Desse desencontro, meu pai conheceu minha mãe, que tinha apenas dezesseis anos. Era uma mulher bonita, faceira, caindo rapidamente nas graças dele, muito mais velho do que ela. Meu pai trabalhava na plantação de fumo, nas vazantes do rio Parnaíba. Era de uma família de gente trabalhadora, de pouca leitura, simples como a terra.

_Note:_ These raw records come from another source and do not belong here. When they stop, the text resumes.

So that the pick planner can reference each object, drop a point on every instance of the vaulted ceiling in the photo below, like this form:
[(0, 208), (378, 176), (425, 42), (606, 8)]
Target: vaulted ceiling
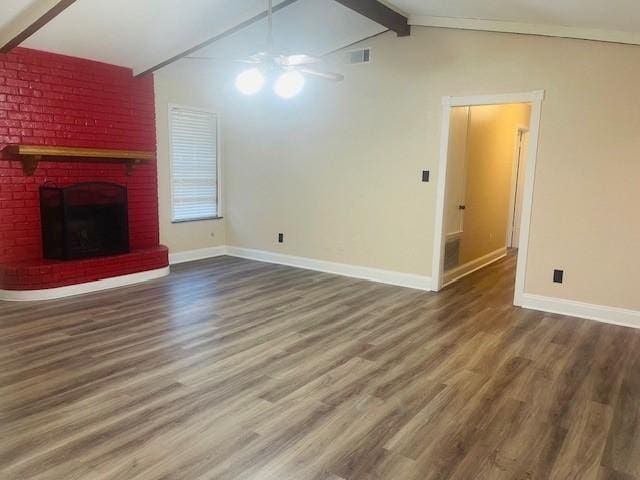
[(143, 33)]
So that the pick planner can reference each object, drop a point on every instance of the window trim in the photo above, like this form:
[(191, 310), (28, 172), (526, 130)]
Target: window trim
[(219, 193)]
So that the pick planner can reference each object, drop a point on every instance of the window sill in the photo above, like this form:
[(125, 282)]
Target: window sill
[(203, 219)]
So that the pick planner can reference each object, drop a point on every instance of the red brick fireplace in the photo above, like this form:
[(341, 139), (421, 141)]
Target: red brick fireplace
[(58, 101)]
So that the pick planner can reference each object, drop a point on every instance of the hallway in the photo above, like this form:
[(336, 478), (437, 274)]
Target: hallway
[(234, 369)]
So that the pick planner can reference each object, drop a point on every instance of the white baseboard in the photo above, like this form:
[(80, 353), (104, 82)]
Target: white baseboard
[(193, 255), (474, 265), (409, 280), (72, 290), (601, 313)]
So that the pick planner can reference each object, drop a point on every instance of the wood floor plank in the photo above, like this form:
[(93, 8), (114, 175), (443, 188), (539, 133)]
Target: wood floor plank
[(234, 369)]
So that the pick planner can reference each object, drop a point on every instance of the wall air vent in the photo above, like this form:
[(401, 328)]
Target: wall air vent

Casaram-se. Não me recordo o ano. Pelo meu nascimento, sendo seu segundo filho, imagino que tenha acontecido o casamento em 1956, pois em 1957, já estava grávida de sua primeira filha, que morrera aos seis dias de nascida. Eu nasceria no ano seguinte. E, para falar a verdade, quase nasci no rio, pois minha mãe, quando sentira as dores do parto, estava batendo roupa. Mal deu tempo de chegar a casa. Sorte que mãe Felícia, a parteira, já estava lá em casa há um mês para me receber com o carinho e as bênçãos de quem sabia que o sofrimento é a causa da vida. A vida, sabia ela, era apenas consequência. Quando as palmadas, na bunda da criança, a fizeram chorar, meu pai foi chamado às pressas. Ele, que se encontrava na roça, plantando milho e feijão. Ao chegar a casa, foi direto à caixa de foguetes.  De longe, ouvia-se o pipocar dos sete tiros, que anunciavam a chegada do menino.

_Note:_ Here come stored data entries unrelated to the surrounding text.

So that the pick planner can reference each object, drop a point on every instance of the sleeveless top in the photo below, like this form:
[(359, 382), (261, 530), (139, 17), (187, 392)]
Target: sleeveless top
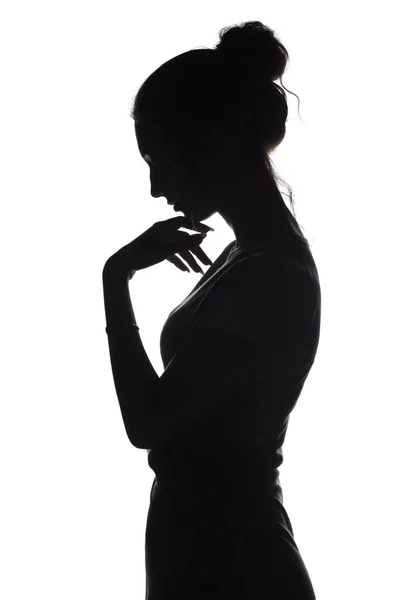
[(223, 469)]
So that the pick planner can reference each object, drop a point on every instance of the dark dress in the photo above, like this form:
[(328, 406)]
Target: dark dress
[(216, 527)]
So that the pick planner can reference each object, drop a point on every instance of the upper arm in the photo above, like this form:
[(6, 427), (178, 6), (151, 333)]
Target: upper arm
[(235, 330)]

Em pouco tempo, com leite de peito e mingau de puba, o menino já caminhava. E, com menos de um ano, falava muita coisa.
Com três anos, levantava de madrugada para acompanhar meu pai à vazante, para quebrar fumo e depois empilhar nos estaleiros para secar. O orvalho da manhã, a frieza do tempo e o sereno de vez em quando me fizeram asmático. Não havia remédio. Minha mãe preparava uma mistura de azeite de mamona com açúcar e me dava para engolir, para aliviar a tosse e o cansaço. Todo dia, eu tinha que tomar esse purgante, que era a única alternativa que meus pais tinham. Virou uma tortura. Me dava vontade de vomitar. Mas sem outra opção, e diante da falta de ar, não me restava outra coisa.

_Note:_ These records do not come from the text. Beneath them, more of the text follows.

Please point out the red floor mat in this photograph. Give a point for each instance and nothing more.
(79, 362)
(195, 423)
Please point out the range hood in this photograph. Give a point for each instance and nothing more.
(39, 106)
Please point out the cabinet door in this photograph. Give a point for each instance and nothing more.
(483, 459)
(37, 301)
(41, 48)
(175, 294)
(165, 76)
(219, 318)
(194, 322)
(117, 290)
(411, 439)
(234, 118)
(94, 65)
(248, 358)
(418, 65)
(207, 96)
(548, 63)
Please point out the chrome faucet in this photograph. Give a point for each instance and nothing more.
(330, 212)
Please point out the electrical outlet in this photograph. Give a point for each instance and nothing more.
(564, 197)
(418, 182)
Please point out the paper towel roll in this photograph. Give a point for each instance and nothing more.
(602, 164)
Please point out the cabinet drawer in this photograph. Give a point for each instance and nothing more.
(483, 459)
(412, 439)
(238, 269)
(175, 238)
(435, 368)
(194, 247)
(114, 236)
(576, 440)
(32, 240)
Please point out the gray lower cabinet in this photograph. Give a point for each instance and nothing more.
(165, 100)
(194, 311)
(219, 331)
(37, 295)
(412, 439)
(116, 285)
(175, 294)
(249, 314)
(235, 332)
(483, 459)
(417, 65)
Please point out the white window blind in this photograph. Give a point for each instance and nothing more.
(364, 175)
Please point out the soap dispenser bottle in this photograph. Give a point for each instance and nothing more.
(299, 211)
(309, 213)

Um dia, decidi. Prefiro morrer a tomar azeite de mamona com açúcar. Tinha cinco anos. Minha mãe me chamou. Meu Deus, purgante de novo. Não aguento. Chorei, resmungando:
- Não quero tomar isso, mamãezinha. Não aguento mais.
- Você vai tomar. Como é que pode ficar bom?
- Não! Não! Não Aguento!
Corri ao redor da casa e minha mãe só me cercava. E me ameaçava também. Se não tomasse o purgante, apanharia.
Até que minha mãe me pegou com jeito. Puxou-me pelo braço. Sentou-me em suas pernas. Apertou meu queixo com tanta força com a mão esquerda que não teve como não abrir a boca. Com a outra mão, encheu a colher do purgante, que estava em uma xícara sobre a mesa, e colocava à força em minha boca. Eu enguiava. E ela raspava o que escorria pelos cantos da boca, empurrando goela abaixo. Acabava uma colherada, botava outra, até secar a xícara. E eu me acabando de chorar, mas um choro preso, que saía pelos cantos da boca e pelo nariz.
Foi uma grande tortura que não deu em nada. Não fiquei curado. Continuei asmático por muito tempo. Só depois que completei quinze anos é que desapareceram o chiado no peito e a falta de fôlego.